Le béton est obtenu à partir de granulats agglomérés par un ciment – qui constitue environ 1/6 du volume total – et d’eau. Selon l’US Geological Survey, la production mondiale de ciment pour l’année 2013 était de 4 milliards de tonnes [3]. Par conséquent, ce volume de production place le béton comme le matériau artificiel le plus utilisé au monde . La présence d’un métal (essentiellement de l’acier) dans le béton sous forme d’armature introduit cependant un facteur de risque lié à la possible apparition de phénomènes de corrosion pouvant dégrader la résistance mécanique de la structure. L’actualité mentionne fréquemment des exemples d’effondrements de structures de génie civil consécutifs à une dégradation par corrosion, par exemple des ponts : Silver Bridge (Ohio, Etats-Unis), Mianus River Bridge (Connecticut, Etats-Unis) et I-35W Mississippi River bridge (Minneapolis, Etats-Unis) .
Conséquences économiques
Selon les pays, les coûts de réparation et de restauration des structures corrodées peuvent constituer un poste important des dépenses d’infrastructures. Ainsi, les structures construites dans des zones à climat chaud et humide, en bords de mer ou sous climat froid soumis aux sels de déverglaçage (États-Unis, Canada, nord de l’Europe) sont particulièrement exposées. En contrepartie, les structures construites en pays chauds et secs (Mexique, Nord de l’Afrique, etc.) sont relativement épargnées.
Aux coûts de réparation s’ajoutent les coûts d’arrêt d’exploitation qui impactent directement l’activité socio-économique. Pour donner un exemple, en 2013 :
4,7 millions de voitures et 338.000 poids lourds ont transité par le viaduc de Millau. Une interruption d’un jour de service est équivalente à 100.000 euros de pertes de rentabilité [5]. Ainsi, les travaux de réparations accusent des retards souvent importants en raison des budgets d’entretien limités dont disposent la plupart des exploitants et des collectivités publiques. A titre d’exemple, les USA doivent maintenir et surveiller environ 600.000 ponts d’autoroutes, dont 15 % sont considérés comme structuralement déficients, essentiellement en raison de la corrosion. La plupart de ces ponts ont été construits durant les années 1930 et durant les années 1950 – 1970 lors de la réalisation du réseau d’autoroutes. Les premiers ont atteint leur fin de vie et les seconds nécessitent des réparations majeures. De plus, des millions de tonnes de sels ont été déversées sur les routes et les ponts durant les années 1950. Le coût des dommages provoqués est de l’ordre de 8,3 BUSD pour les ponts chaque année .

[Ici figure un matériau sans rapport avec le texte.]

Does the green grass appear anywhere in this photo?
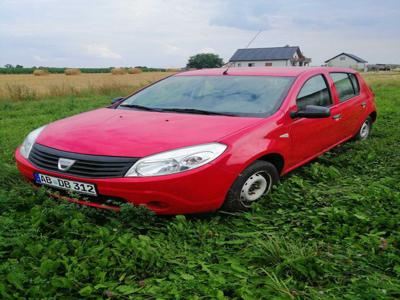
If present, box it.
[0,78,399,299]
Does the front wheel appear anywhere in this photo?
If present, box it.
[220,160,279,213]
[355,117,372,141]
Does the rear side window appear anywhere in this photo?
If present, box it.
[297,75,332,110]
[348,73,360,94]
[330,72,359,102]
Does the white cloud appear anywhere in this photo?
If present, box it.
[84,44,121,60]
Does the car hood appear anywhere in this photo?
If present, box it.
[36,108,262,157]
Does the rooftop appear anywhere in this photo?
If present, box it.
[229,46,301,62]
[325,53,368,63]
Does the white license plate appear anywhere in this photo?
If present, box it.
[34,173,97,196]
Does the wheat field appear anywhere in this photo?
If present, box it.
[0,72,175,101]
[1,70,398,102]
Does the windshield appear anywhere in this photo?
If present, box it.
[119,75,295,117]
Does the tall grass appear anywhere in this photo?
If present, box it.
[0,72,175,101]
[4,84,38,101]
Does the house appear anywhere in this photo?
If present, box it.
[229,46,311,67]
[325,53,367,71]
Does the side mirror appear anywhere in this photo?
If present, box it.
[111,97,124,105]
[290,105,331,119]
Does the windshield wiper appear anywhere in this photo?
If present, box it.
[119,105,236,116]
[119,104,163,112]
[161,108,236,116]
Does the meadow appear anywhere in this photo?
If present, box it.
[0,72,399,299]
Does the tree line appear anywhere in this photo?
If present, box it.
[1,53,226,74]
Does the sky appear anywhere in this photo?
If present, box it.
[0,0,399,68]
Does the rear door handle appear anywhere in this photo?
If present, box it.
[332,114,342,120]
[361,101,367,108]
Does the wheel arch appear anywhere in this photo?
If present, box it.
[256,152,285,175]
[369,111,377,123]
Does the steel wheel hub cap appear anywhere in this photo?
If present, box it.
[240,171,271,206]
[360,121,370,139]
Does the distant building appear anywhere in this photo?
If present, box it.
[325,53,367,71]
[367,64,391,71]
[229,46,311,67]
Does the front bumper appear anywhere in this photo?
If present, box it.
[15,149,236,215]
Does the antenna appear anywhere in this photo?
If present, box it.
[223,30,263,75]
[245,30,262,48]
[222,62,232,75]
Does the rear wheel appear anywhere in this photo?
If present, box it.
[220,160,279,213]
[355,117,372,140]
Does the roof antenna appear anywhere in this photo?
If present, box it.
[222,62,232,75]
[223,30,263,75]
[245,30,262,48]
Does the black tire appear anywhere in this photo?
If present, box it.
[355,116,372,141]
[220,160,280,213]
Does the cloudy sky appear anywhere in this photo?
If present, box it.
[1,0,399,68]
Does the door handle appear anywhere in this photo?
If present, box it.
[332,114,342,120]
[361,101,367,108]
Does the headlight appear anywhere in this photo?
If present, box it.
[125,143,227,177]
[20,126,47,159]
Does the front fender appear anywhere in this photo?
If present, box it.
[218,119,290,177]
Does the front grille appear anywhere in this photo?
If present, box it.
[29,143,139,178]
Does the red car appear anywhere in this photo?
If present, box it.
[15,67,376,214]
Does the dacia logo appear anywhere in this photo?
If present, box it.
[58,158,76,171]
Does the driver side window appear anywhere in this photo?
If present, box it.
[297,75,332,110]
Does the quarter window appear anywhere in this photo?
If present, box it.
[330,72,359,102]
[296,75,332,110]
[348,73,360,94]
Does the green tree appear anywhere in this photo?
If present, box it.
[186,53,224,69]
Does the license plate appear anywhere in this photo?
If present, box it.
[34,173,97,196]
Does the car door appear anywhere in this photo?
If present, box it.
[287,73,341,168]
[329,72,365,138]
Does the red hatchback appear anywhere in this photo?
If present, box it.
[15,67,376,214]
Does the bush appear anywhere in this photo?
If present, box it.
[64,68,81,76]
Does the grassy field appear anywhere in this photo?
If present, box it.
[0,72,175,101]
[0,72,399,299]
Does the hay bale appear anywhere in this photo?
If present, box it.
[128,67,142,74]
[33,69,49,76]
[64,68,81,75]
[111,68,127,75]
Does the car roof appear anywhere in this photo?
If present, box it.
[176,67,357,77]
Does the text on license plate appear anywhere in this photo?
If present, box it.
[34,173,97,196]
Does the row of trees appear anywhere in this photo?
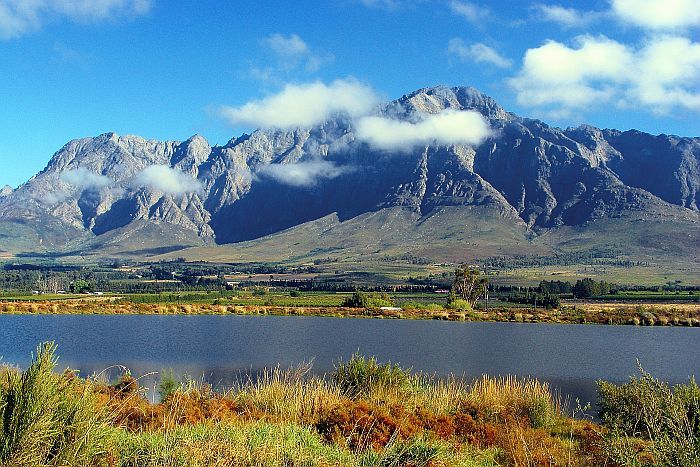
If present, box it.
[572,278,617,298]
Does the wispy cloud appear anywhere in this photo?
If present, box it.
[532,4,601,29]
[249,33,334,82]
[355,109,492,151]
[0,0,151,40]
[133,165,202,195]
[256,160,348,187]
[221,79,379,130]
[52,42,91,66]
[447,38,512,68]
[449,1,489,24]
[260,33,333,73]
[352,0,404,10]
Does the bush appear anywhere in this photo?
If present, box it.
[289,290,301,297]
[332,353,411,397]
[158,369,180,401]
[447,299,472,310]
[598,369,700,466]
[0,342,110,466]
[342,291,393,308]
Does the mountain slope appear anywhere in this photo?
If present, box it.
[0,85,697,266]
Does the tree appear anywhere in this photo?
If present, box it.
[70,280,94,294]
[450,266,488,307]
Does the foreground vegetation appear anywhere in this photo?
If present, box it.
[1,344,698,466]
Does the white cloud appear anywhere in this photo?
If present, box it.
[447,38,512,68]
[611,0,700,30]
[221,79,379,130]
[509,34,700,115]
[633,36,700,110]
[256,160,348,187]
[0,0,151,39]
[449,1,489,24]
[533,4,599,28]
[355,110,492,151]
[60,167,112,189]
[133,165,202,195]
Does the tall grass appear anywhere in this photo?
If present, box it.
[2,343,652,466]
[466,375,561,429]
[332,353,412,398]
[0,342,111,466]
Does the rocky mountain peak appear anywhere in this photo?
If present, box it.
[398,85,511,121]
[171,135,211,173]
[0,185,12,197]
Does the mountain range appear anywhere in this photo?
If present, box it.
[1,86,698,269]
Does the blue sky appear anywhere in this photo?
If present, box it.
[1,0,699,188]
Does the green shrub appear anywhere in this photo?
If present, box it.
[525,395,556,429]
[0,342,110,466]
[598,369,700,466]
[447,299,472,310]
[158,369,180,401]
[341,291,393,308]
[289,290,301,297]
[399,301,422,310]
[333,353,411,397]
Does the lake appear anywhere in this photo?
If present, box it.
[0,314,697,410]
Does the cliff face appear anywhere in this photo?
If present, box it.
[1,86,698,257]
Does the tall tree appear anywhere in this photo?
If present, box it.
[451,265,488,307]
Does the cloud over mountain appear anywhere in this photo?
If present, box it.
[60,167,112,190]
[256,160,348,187]
[355,109,491,150]
[221,79,379,129]
[133,165,202,195]
[221,79,378,129]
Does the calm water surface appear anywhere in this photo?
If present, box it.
[0,315,697,408]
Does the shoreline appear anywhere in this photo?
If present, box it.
[2,299,699,326]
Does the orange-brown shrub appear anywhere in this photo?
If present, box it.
[315,400,421,451]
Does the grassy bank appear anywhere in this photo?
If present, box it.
[1,344,698,466]
[1,299,700,326]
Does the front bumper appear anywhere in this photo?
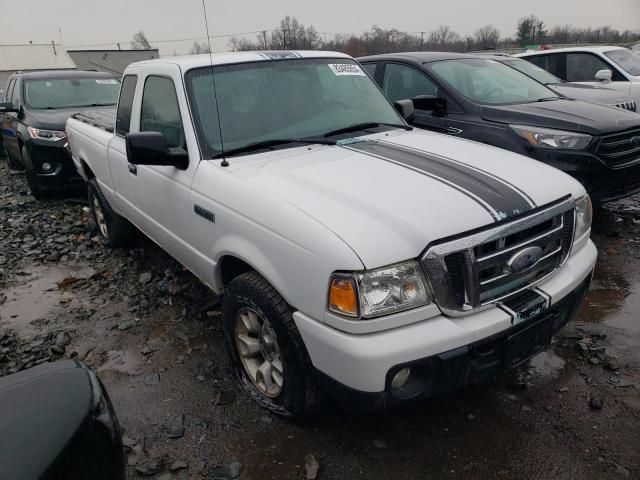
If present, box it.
[294,240,597,412]
[527,148,640,203]
[27,139,84,193]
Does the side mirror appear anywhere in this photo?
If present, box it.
[126,131,188,169]
[0,101,19,113]
[394,99,415,122]
[595,69,612,83]
[413,95,448,117]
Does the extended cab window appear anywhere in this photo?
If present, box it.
[116,75,137,137]
[383,63,438,103]
[361,63,377,78]
[140,76,184,148]
[566,53,619,82]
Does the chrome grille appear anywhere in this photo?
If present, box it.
[597,128,640,168]
[422,198,575,317]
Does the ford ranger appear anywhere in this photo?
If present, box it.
[66,51,597,418]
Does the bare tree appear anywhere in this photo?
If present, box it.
[516,15,546,45]
[190,41,211,54]
[131,31,152,50]
[228,37,257,52]
[474,25,500,49]
[430,25,460,47]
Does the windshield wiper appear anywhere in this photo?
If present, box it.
[322,122,411,138]
[210,138,336,159]
[536,97,559,102]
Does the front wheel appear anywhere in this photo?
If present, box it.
[222,272,321,419]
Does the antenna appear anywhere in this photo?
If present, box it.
[201,0,228,167]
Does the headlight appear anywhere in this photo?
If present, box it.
[511,125,592,150]
[574,194,592,244]
[328,261,430,319]
[28,127,66,141]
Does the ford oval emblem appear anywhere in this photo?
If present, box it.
[507,246,544,274]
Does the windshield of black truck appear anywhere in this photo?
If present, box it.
[429,58,559,105]
[24,77,121,110]
[502,58,563,85]
[185,58,404,158]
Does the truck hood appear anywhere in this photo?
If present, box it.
[224,130,585,268]
[26,105,115,131]
[549,84,635,107]
[481,98,640,135]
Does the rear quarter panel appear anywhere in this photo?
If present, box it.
[66,118,116,203]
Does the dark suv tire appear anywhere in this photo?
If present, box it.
[21,146,45,199]
[223,271,321,419]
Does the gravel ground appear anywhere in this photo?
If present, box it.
[0,161,639,480]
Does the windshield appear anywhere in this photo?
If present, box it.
[185,58,403,157]
[501,58,562,85]
[604,49,640,76]
[429,58,559,105]
[24,77,121,109]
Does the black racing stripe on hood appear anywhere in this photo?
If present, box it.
[347,141,534,221]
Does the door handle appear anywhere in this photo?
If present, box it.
[128,164,137,175]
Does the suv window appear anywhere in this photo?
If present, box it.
[116,75,137,137]
[526,54,564,79]
[362,63,377,78]
[566,53,613,82]
[140,76,184,148]
[5,79,16,105]
[383,63,438,103]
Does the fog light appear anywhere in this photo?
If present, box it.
[42,162,53,172]
[391,367,411,390]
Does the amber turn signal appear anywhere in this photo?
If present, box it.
[328,276,358,317]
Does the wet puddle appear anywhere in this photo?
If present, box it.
[0,264,95,335]
[578,261,640,332]
[529,350,566,379]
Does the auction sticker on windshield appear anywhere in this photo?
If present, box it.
[328,64,366,76]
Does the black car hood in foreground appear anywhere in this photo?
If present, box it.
[549,83,634,106]
[481,98,640,135]
[26,105,116,130]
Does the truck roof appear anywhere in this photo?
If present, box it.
[128,50,352,70]
[516,45,628,57]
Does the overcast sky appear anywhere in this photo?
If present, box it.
[0,0,638,54]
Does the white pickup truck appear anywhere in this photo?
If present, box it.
[66,51,597,418]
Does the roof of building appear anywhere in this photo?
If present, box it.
[0,44,76,72]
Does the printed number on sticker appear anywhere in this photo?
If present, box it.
[328,64,366,76]
[95,79,119,85]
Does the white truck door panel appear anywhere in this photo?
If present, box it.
[109,74,142,223]
[132,65,214,284]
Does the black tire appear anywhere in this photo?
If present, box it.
[87,178,134,248]
[21,145,46,199]
[223,271,321,419]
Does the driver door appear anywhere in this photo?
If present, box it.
[380,62,448,133]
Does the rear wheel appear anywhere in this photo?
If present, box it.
[21,146,46,199]
[87,178,134,247]
[223,271,321,419]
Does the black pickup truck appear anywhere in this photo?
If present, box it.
[359,52,640,203]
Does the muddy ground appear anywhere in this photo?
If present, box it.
[0,162,638,480]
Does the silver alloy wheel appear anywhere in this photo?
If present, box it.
[92,195,109,240]
[235,307,284,398]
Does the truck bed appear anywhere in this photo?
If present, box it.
[72,108,116,133]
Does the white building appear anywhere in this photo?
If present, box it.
[0,43,76,88]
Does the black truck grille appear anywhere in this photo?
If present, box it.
[597,128,640,168]
[422,199,575,316]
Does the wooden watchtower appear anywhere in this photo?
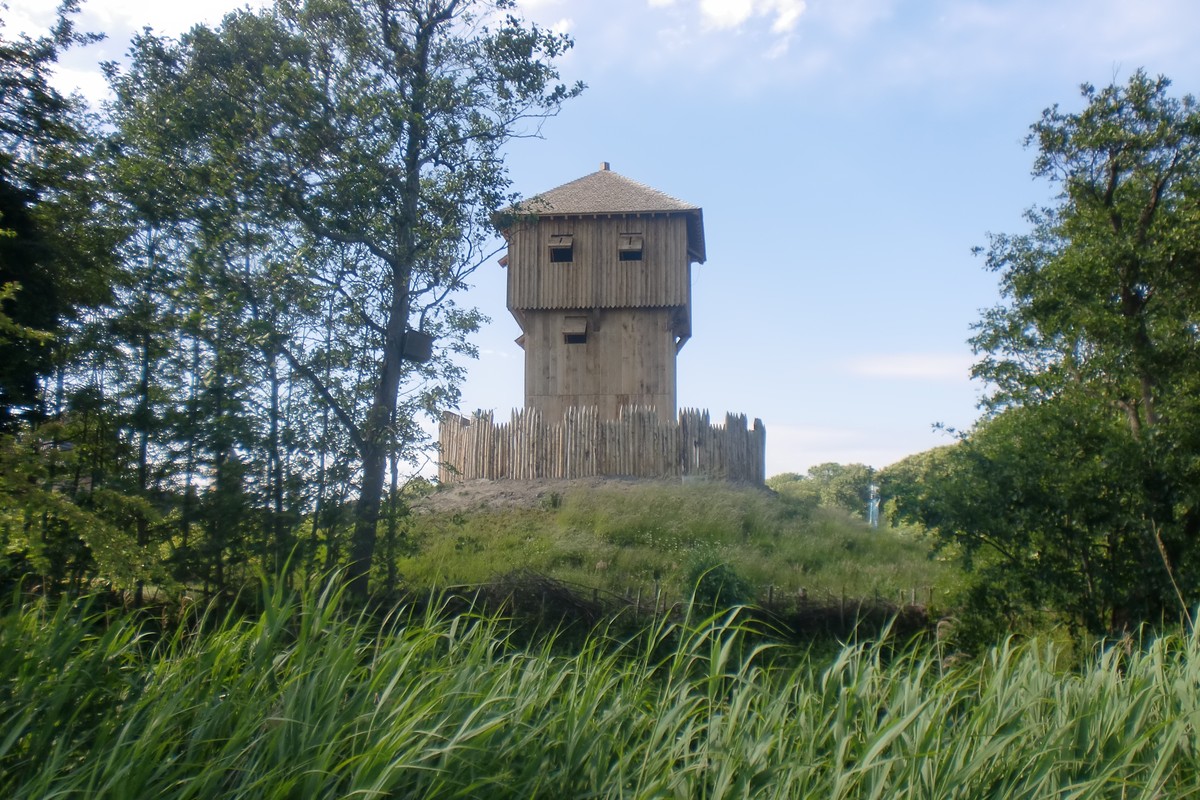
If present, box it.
[499,163,706,422]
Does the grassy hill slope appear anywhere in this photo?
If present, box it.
[403,480,958,610]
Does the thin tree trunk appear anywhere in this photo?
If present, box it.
[309,284,339,578]
[267,346,286,577]
[134,325,151,605]
[385,433,400,594]
[181,334,200,551]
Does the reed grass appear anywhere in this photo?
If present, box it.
[2,581,1197,798]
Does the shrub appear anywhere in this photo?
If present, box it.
[686,557,755,609]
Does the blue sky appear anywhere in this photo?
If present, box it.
[10,0,1200,476]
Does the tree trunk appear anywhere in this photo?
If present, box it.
[343,1,433,600]
[267,348,287,577]
[347,278,410,598]
[134,325,151,605]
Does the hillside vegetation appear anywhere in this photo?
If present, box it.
[403,480,956,609]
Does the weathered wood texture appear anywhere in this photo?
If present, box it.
[507,216,692,310]
[438,407,766,485]
[522,308,677,421]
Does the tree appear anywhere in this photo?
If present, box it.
[0,3,149,592]
[883,404,1157,635]
[0,1,112,426]
[973,71,1200,433]
[904,71,1200,633]
[768,462,874,519]
[102,27,343,595]
[875,444,956,528]
[0,0,579,598]
[145,0,581,597]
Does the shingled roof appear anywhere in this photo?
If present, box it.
[522,163,699,215]
[510,163,707,263]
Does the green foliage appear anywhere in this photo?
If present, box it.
[4,582,1200,797]
[973,70,1200,421]
[889,393,1198,636]
[902,71,1200,635]
[877,444,957,530]
[100,0,583,597]
[685,557,755,608]
[0,0,582,598]
[768,462,874,519]
[0,1,113,426]
[0,425,159,592]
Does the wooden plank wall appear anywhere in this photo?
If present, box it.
[523,308,677,422]
[507,216,691,310]
[438,407,766,485]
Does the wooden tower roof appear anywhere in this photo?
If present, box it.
[511,163,706,264]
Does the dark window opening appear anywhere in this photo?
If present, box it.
[563,315,588,344]
[618,233,644,262]
[549,234,574,263]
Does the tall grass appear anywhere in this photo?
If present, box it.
[3,581,1197,798]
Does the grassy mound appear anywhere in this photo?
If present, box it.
[402,481,957,609]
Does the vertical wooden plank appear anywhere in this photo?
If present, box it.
[436,404,764,486]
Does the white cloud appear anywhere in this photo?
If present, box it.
[82,0,270,38]
[845,354,974,382]
[767,0,804,33]
[54,65,110,102]
[699,0,753,29]
[697,0,806,33]
[0,5,54,37]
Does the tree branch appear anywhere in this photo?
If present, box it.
[277,342,366,454]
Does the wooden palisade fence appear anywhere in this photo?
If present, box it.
[439,406,766,485]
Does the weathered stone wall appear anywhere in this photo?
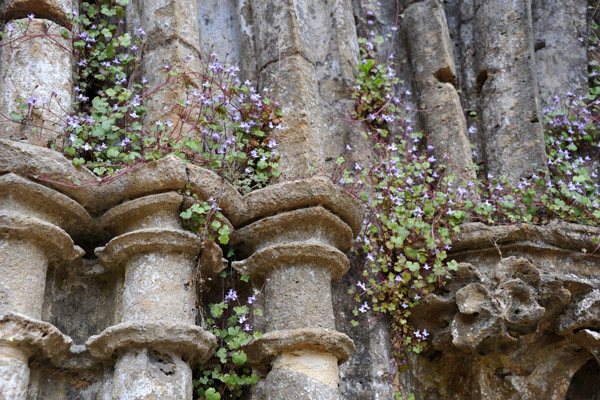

Pourquoi mesurer la corrosion ?
La problématique de corrosion est particulièrement critique pour les structures en béton armé qui, fragilisées, mettent en péril la sécurité des biens et des personnes. Déterminer l’intégrité d’une structure est vital pour éviter les conséquences citées précédemment. Tant qu’il n’existe pas de solutions totalement efficaces (e.g. utilisation d’autres matériaux de construction viables économiquement), la corrosion demeurera un problème majeur pour les structures. En plus, la majorité des ouvrages déjà existants ont été construits selon la technique acier-béton. Cela constitue un immense ensemble de structures soumises à cette problématique. Une maintenance optimisée est nécessaire étant donné qu’une déconstruction massive suivie d’une reconstruction engendrerait des coûts trop importants.
La maintenance conditionnelle
Actuellement, cette maintenance est programmée (i.e. périodique) [7],[8]. En effet, hormis quelques infrastructures manifestement dégradées, il n’est pas possible d’anticiper l’état réel de l’ouvrage uniquement à partir d’une analyse visuelle de l’extérieur. Quel que soit le procédé de réparation ou de protection envisagé, il est nécessaire de connaitre à tout moment l’état de corrosion au sein de l’ouvrage affectant sa durabilité afin de définir une stratégie de maintenance de l’infrastructure en question. Cependant, les gestionnaires d’ouvrages manquent d’outils opérationnels pour étayer leur prise de décision. Face à cet énorme enjeu technico-économique que constituent l’entretien et la restauration des structures endommagées par la corrosion, la constante augmentation des coûts afférents conduit à privilégier une stratégie de réparation conditionnelle (Condition-Based Maintenance – CBM) plutôt que périodique [Scheduled-Driven Maintenance]. Le principe d’une maintenance conditionnelle est d’optimiser les interventions là où elles sont réellement nécessaires et ainsi épargner une analyse systématique longue et coûteuse. Ces outils permettront aux autorités compétentes d’évaluer l’état réel de leurs structures, de prédire leurs performances à venir et d’optimiser la répartition des budgets nécessaires à leur entretien afin d’assurer leur fiabilité et de réduire les coûts du cycle de vie. L’efficacité de cette stratégie de maintenance évoluée est donc absolument tributaire d’une cartographie précise et fiable de l’état de corrosion global de l’ouvrage afin d’intervenir sélectivement sur des zones identifiées comme « à risque », i.e. lorsque au moins un témoin d’alerte de corrosion est activé.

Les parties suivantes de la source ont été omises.